Australian shares slumped to their heaviest loss in four weeks as institutional traders closed the books on the best year in a decade.
The ASX 200 dived 121 points or 1.8 per cent to 6684 during a holiday-shortened trading session. The market is closed tomorrow and reopens on Thursday.
A second day of broad-based selling took some of the shine off the best annual return since the GFC. The benchmark index tallied 18.4 per cent this year, its strongest gain since a 30.8 per cent surge in 2009.
Local investors took their cues from Wall Street, where traders locked in gains on this year’s best performers. The S&P 500 shed 19 points or 0.58 per cent.
The tech sector has been one of the year’s best ASX performers, rising more than 32 per cent as investors bought into the so-called ‘WAAAX’ group of sector leaders. The sector dived almost 3 per cent today as profit-takers stripped 5.5 per cent off Wisetech, 4.2 per cent off Appen, 3.9 per cent off Altium, 2.8 per cent off Afterpay and 2.4 per cent off Xero.
The big two supermarkets hit record levels last month, but have been in retreat since strong jobs data dimmed the prospects for further rate cuts next year. Coles sagged 3.3 per cent today, Woolworths 3.4 per cent. Metcash slipped 3 per cent.
Health stocks have also had a stellar year, rising 41 per cent, propelled by record highs in CSL, Sonic Healthcare and Cochlear. Today CSL shed 2.2 per cent, Sonic 2.5 per cent and Cochlear 3.5 per cent. Telstra dipped 2.75 per cent to a five-week low.

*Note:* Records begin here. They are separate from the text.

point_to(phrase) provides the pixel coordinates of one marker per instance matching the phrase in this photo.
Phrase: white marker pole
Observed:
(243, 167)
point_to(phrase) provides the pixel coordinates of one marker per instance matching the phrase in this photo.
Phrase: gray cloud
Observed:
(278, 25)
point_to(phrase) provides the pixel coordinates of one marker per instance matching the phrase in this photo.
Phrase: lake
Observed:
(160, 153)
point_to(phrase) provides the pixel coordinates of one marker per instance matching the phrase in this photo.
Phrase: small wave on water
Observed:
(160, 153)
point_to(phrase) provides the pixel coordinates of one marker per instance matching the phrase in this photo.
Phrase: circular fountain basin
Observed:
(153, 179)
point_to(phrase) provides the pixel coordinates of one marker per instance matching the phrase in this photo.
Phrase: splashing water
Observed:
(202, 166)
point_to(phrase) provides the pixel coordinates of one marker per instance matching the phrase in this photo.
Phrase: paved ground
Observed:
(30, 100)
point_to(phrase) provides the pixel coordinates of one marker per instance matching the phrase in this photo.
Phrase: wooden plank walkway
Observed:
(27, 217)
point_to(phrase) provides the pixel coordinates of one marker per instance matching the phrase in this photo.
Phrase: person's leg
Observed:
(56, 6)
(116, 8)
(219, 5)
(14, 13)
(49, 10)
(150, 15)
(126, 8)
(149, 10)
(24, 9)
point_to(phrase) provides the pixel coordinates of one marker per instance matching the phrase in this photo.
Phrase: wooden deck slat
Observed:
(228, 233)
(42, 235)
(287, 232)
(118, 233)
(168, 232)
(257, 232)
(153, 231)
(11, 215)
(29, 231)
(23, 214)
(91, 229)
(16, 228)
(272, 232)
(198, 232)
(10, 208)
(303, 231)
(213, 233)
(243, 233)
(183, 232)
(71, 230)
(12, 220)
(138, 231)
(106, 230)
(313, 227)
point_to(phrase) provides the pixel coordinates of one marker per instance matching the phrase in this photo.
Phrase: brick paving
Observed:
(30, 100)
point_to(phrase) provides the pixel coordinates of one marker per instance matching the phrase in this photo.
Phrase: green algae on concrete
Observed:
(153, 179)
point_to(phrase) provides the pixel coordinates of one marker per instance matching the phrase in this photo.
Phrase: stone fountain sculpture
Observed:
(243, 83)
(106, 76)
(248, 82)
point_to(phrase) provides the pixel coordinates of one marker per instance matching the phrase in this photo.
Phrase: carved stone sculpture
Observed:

The handful of stocks that scraped wins on the index were mostly defensive gold stocks. Gold Road Resources put on 3.1 per cent, Evolution Mining 2.4 per cent, Resolute 2 per cent and Newcrest 0.6 per cent.
The big four banks lost between 0.7 and 1.5 per cent. BHP dropped 1.3 per cent, Rio Tinto 1.2 per cent.

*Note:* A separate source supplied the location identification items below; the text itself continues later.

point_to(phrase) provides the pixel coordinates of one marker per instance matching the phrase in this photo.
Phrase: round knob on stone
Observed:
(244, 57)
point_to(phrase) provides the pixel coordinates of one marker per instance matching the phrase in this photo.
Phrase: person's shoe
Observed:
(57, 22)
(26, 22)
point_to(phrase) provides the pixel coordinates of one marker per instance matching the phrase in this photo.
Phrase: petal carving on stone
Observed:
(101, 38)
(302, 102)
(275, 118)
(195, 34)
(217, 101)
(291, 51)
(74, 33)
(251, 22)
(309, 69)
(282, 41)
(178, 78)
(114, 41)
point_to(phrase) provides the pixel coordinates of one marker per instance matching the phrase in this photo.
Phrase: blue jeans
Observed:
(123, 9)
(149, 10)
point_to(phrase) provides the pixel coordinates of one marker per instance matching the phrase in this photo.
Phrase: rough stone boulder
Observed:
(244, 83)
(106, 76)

The day’s only significant economic report came in broadly in line with expectations. China’s December manufacturing purchasing managers’ index held steady at 50.2. Economists had predicted a modestly weaker reading of 50.1.

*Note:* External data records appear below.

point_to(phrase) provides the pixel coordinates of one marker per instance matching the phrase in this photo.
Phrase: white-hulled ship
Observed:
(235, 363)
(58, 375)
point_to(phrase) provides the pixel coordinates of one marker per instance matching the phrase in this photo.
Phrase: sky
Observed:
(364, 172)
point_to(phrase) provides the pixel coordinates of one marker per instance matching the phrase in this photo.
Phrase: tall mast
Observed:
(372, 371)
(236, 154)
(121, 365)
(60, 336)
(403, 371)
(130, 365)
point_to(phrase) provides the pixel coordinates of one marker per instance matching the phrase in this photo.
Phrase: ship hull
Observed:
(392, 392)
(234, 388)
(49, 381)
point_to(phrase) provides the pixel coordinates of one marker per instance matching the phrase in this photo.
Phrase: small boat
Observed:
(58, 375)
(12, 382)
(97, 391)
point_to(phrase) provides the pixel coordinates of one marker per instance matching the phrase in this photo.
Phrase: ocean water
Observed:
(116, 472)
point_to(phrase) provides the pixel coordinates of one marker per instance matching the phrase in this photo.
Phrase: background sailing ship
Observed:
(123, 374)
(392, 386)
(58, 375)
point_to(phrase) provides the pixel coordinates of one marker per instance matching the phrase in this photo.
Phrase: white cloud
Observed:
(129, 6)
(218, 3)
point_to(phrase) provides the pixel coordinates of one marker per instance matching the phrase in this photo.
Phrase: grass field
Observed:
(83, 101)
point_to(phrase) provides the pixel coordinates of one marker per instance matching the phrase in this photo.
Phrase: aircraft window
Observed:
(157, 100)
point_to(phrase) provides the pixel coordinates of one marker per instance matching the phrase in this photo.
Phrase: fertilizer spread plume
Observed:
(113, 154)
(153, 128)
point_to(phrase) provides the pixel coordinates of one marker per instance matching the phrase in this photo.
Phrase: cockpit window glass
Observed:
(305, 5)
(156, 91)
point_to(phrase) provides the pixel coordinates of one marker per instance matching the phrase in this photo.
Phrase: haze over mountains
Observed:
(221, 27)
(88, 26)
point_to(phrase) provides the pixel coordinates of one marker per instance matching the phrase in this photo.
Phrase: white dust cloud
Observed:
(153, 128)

The Shanghai Composite dipped 0.1 per cent, Hong Kong’s
Hang Seng 0.6 per cent. Trade on Japan’s Nikkei was suspended for a public
holiday. S&P 500 index futures were recently up four points or 0.1 per
cent.
Brent crude futures gained 24 cents
or 0.4 per cent this morning at $US68.40 a barrel. Gold rallied $5.50 or 0.4 per cent to $US1,524.10 an ounce.
The dollar rose a tenth of a cent to 70 US cents.
What’s hot today and what’s not:
Hot today: heavy mineral sands are an increasingly valuable commodity used in everything from transistors to tin cans to nuclear reactors. MRG Metals has been one of this year’s speculative success stories after aircore drilling confirmed the potential of its Koko Masava heavy mineral sands project in Mozambique. The company intends to release further assay results early next month. The share price has tripled since the first results and this morning rallied 15 per cent to 2.3 cents.
Not today: a year to forget for investors in coal developer Prairie Mining took another nasty twist after the company revealed a Polish company appears to have stolen a march on a key part of Prairie’s planned Jan Karski Mine. Polish firm Lubelski Wegiel Bogdanka issued a press release claiming it has been awarded the rights to mine within Prairie’s Lublin concession in Poland. Prairie is locked in a feud with the Polish government over the government’s alleged breaches of treaties. The government has so far declined to participate in discussions to resolve the dispute. Prairie shares tanked 13 per cent today to a four-month low.